8. Un dollar plus faible
La pandémie et le choc économique qui s'en est suivi ont remis en question notre vue baissière sur le dollar américain. Compte tenu de la reprise de l'activité et de la diminution de la prime de risque qui a soutenu le billet vert, nous continuons de tabler sur un dollar plus faible et voyons un potentiel d'appréciation dans les autres monnaies du G10. Ces dernières sont sous-évaluées, exposées au cycle économique chinois et/ou soutenues par une balance des paiements favorable. Ainsi, nous pensons que l'euro, le yen et le dollar australien surperformeront et s'apprécieront contre le dollar américain d'ici la fin de l'année.
9. Des montagnes russes pour la livre sterling
Nous restons prudents sur la livre sterling. En cause, l'ampleur du choc économique lié à la pandémie et une gestion politique médiocre. Les progrès insuffisants sur le front du Brexit ont augmenté le risque d'une absence d'accord à la fin de l'année. Nous tablons néanmoins sur un accord squelettique avec l'Union européenne, ce qui devrait soutenir la monnaie britannique. Dans l'intervalle, les manœuvres politiques et les gros titres qui témoignent du scepticisme entourant la probabilité d'un accord laissent penser que la situation va s'aggraver pour la livre sterling avant de s'améliorer.
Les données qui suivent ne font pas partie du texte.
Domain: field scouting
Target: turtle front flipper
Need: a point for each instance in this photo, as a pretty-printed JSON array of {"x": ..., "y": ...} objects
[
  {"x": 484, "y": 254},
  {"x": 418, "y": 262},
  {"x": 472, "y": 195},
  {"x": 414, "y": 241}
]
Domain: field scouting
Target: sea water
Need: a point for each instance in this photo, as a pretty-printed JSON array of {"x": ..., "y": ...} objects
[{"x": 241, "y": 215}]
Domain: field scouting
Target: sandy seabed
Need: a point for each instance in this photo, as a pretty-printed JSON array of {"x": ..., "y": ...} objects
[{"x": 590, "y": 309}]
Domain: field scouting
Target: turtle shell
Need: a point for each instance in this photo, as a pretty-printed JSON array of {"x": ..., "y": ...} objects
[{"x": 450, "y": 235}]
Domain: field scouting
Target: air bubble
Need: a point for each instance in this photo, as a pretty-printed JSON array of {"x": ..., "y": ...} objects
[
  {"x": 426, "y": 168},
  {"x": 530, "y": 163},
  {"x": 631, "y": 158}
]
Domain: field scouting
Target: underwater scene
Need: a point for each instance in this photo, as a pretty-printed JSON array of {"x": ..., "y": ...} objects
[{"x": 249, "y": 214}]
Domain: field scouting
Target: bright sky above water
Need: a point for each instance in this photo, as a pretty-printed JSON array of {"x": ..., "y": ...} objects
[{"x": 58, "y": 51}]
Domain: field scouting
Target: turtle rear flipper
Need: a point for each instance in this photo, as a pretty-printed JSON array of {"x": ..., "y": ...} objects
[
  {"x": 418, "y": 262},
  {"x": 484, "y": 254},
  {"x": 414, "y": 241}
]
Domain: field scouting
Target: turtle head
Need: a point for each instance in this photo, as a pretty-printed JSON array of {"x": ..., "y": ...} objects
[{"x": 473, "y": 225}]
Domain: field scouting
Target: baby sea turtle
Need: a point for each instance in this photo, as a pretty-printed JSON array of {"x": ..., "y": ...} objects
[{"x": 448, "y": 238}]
10. Des devises émergentes triées sur le volet contre le dollar
Les marchés émergents ont souffert de la baisse des prix du pétrole, ce qui se reflète également dans les valorisations des devises. Tandis que de nombreux pays émergents continuent de combattre la pandémie, dont certains en situation budgétaire précaire, les investisseurs en monnaies émergentes doivent se montrer très sélectifs. Nous privilégions les devises des pays qui présentent des niveaux d'endettement bas, des soldes extérieurs adéquats et une exposition à la croissance de la zone euro (telles que la couronne tchèque ou le shekel israélien) ou à l'activité économique chinoise (la roupie indonésienne, le won coréen, le dollar taiwanais et le peso chilien). D'autre part, nous restons prudents sur la lire turque, le rand sud-africain, le real brésilien et le peso colombien, qui affichent des balances budgétaires et extérieures plus vulnérables.